Big guns hurdle to Taiwan's press
Big guns hurdle to Taiwan's press
By James Kynge
TAIPEI (Reuter): Taiwan's press, exulted by the West as a beacon of democracy in Asia, is under fire from big guns in government.
Nearly eight years after the lifting of martial law heralded unprecedented liberties here, Taiwan's leaders are saying that media reports sometimes damage the national interest.
Scoops exposing sensitive issues merely deliver secrets into the gleeful embrace of arch-rival China, officials are saying.
"If our news is very open, the Chinese communists will have the opportunity to suppress us," President Lee Teng-hui said in a rare news conference this week.
"If this suppression is successful...exposing the news in advance is extremely bad. It can ruin the whole plan," he added.
He was talking about his recent trip to Jordan and the United Arab Emirates (UAE), which Lee said would have been more successful had it not been for the tip-off given Beijing by Taiwan's media.
Lee said Beijing's diplomats had successfully pressured the UAE to receive him at a lower level than originally planned and had caused Israel to cancel Lee's planned visit there.
China and Taiwan have been rivals since Taiwan's ruling Nationalist Party lost the Chinese civil war in 1949 and fled to this island 220 km (137 miles) off China's southeast coast.
In contrast to China's muzzled press, Taiwan's media is among the most free in Asia.
The number of newspapers mushroomed following the end of martial law, rising to 251 by mid-1989 from just 31 before the relaxation of controls.
In the drive to scoop each other and win a circulation war, newspapers here have cast off most of the self-restraint they used to practice.
The president is not the only one disenchanted with the results.
In the recriminations that followed an embarrassing recall of an armed patrol sent to the disputed Spratly Islands in the South China Sea this week, the interior minister lashed out.
"We want to know how this big fuss happened," minister Huang Kun-huei told reporters this week. "Was it done by our colleagues or how did it happen? Or was it because of media reports?"
"Of course, we will impose punishments," he added.
Analysts said Huang and others were angry over the blaze of publicity which accompanied the patrol's departure, a factor which may have contributed to the quick censure which followed from the Philippines, Vietnam and Malaysia.
Earlier this year, Taiwan's top policymaker toward China, held a luncheon for the press and urged journalists to relax a little and not hype events out of proportion.
"I always answer my own telephone...but sometimes I will just have to say that I cannot answer the question," said Vincent Siew, chairman of the Mainland Affairs Council.

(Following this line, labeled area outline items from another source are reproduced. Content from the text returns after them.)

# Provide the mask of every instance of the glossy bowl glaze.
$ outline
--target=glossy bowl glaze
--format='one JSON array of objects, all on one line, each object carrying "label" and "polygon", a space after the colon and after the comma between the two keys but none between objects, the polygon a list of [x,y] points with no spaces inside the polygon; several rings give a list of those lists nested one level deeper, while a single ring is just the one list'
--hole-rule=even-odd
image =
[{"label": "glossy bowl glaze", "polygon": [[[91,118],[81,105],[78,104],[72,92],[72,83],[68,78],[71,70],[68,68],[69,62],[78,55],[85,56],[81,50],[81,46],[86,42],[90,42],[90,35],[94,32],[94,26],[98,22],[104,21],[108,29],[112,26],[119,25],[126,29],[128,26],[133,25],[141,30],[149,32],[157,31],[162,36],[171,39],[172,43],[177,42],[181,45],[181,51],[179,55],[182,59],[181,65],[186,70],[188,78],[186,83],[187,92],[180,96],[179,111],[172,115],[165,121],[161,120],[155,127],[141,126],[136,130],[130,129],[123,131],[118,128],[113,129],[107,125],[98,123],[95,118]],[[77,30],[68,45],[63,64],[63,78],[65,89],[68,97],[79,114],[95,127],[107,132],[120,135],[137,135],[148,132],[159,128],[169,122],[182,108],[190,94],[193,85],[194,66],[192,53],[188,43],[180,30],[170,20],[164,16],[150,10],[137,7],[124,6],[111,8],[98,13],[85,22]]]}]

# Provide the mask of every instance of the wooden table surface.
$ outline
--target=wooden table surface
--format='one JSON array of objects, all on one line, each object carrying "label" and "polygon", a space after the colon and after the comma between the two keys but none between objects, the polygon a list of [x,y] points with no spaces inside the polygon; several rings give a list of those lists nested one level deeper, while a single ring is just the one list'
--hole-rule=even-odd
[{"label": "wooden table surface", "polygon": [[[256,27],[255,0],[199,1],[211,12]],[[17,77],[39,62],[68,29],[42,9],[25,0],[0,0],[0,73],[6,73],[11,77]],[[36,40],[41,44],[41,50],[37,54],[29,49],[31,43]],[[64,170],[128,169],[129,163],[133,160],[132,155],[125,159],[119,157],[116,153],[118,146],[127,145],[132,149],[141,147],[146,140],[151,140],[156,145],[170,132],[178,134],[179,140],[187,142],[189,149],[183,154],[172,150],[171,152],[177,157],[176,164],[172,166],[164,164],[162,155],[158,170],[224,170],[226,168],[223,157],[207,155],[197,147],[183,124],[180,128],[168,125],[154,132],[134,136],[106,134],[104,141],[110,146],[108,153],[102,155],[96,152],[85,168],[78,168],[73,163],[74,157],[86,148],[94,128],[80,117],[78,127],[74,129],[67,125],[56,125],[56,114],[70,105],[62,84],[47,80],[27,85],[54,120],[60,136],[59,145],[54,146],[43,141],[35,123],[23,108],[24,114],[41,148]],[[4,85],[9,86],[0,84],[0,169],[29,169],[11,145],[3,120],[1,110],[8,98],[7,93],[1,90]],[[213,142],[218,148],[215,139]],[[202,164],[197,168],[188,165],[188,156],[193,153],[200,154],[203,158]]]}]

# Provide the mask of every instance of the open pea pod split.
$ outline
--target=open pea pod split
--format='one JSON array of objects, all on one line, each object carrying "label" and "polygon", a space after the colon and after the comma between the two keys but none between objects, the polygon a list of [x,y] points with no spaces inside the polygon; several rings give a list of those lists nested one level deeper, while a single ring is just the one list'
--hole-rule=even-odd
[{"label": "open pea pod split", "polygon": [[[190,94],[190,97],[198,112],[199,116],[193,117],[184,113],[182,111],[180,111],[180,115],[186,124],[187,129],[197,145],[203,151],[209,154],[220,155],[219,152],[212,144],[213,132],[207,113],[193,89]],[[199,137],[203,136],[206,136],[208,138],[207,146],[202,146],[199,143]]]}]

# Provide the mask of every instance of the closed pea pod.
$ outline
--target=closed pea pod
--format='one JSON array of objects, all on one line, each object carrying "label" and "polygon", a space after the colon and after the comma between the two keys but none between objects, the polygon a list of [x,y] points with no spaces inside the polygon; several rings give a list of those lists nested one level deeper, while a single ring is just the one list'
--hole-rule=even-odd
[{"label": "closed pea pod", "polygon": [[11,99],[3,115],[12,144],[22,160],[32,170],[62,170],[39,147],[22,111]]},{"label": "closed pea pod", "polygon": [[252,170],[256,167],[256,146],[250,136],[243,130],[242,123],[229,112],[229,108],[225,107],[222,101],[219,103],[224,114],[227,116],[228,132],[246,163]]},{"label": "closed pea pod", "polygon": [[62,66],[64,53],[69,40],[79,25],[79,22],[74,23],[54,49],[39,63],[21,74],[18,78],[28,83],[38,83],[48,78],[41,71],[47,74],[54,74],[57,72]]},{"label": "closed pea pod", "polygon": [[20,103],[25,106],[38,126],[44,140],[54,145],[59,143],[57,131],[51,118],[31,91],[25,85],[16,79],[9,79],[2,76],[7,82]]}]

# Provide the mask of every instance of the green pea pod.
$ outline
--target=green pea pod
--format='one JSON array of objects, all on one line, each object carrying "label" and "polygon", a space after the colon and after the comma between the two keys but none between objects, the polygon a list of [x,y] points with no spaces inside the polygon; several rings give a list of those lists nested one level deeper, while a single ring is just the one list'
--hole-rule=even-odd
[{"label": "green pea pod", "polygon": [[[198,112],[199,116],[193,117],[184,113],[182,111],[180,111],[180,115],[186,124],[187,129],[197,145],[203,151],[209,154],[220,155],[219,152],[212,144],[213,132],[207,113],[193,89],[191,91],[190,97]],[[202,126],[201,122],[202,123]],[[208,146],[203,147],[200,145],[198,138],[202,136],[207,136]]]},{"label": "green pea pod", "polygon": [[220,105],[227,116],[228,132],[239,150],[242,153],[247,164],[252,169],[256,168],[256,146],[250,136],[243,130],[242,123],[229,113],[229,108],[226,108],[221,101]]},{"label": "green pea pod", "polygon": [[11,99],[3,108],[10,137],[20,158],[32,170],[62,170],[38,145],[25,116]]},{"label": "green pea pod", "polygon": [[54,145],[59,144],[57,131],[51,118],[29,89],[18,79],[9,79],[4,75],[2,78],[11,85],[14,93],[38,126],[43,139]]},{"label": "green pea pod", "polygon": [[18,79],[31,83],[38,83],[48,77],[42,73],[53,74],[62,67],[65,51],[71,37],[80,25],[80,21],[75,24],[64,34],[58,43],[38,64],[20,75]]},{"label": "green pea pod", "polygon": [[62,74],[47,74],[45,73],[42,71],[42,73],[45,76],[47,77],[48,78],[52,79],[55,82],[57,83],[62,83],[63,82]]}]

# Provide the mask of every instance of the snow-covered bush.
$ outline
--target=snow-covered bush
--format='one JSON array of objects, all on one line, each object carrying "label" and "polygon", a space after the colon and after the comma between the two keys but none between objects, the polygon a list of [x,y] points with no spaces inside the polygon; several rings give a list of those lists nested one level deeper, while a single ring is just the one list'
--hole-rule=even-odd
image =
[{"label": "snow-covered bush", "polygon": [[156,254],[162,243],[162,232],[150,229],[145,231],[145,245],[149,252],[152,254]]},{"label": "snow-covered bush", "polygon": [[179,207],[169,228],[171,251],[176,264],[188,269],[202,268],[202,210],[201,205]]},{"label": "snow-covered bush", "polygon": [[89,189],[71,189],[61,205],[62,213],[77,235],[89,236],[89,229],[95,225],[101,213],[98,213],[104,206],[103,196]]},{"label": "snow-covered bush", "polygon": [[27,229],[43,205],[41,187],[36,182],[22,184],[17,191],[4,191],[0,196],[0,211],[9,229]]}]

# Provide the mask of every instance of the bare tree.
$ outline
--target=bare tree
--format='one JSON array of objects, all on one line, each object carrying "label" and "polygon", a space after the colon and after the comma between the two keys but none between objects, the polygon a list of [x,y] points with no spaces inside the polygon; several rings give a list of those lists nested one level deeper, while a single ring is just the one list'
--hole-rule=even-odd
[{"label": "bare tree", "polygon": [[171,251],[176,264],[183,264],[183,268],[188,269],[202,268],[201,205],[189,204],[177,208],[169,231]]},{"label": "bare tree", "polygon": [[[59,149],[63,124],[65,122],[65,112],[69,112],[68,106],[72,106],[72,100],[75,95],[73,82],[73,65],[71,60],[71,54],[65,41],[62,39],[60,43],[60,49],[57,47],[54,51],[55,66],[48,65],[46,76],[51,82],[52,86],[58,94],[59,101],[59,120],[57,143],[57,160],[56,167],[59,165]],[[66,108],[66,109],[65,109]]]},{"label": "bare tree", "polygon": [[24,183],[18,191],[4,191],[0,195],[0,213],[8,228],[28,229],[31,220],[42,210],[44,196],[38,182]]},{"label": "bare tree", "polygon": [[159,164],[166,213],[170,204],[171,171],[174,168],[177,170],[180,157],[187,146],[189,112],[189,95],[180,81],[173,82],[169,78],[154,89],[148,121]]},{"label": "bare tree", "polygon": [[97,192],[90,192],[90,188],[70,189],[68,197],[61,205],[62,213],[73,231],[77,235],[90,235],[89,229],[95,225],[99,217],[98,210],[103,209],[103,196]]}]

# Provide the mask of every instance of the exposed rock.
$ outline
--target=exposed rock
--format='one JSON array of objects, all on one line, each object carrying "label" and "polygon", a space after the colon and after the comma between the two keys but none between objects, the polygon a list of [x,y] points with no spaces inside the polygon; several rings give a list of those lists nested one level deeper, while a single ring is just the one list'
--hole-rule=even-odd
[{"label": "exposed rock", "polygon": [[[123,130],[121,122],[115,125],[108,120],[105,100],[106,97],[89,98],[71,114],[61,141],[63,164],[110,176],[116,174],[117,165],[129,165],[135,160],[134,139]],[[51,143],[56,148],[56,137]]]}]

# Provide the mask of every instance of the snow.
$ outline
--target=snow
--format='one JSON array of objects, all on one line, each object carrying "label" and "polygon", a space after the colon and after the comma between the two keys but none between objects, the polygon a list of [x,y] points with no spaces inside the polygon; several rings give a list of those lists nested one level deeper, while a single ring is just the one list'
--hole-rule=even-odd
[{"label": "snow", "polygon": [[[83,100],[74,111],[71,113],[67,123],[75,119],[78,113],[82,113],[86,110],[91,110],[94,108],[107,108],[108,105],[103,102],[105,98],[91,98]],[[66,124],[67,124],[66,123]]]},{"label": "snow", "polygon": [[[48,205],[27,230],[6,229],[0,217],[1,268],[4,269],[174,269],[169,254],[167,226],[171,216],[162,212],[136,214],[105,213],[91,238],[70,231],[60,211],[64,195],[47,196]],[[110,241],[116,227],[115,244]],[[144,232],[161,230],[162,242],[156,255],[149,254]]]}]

It seems unlikely, however, that the media will relax.
"The newspapers are very competitive for the sake of their survival," said Antonio Chiang, publisher of a popular magazine, The Journalist.
He said the government lacked skill in handling the media, noting that officials were denying Lee's scheduled trip to the Middle East just days before he left.
"We know that diplomats are paid to lie for their country. But their lying should be more of an art," Chiang added.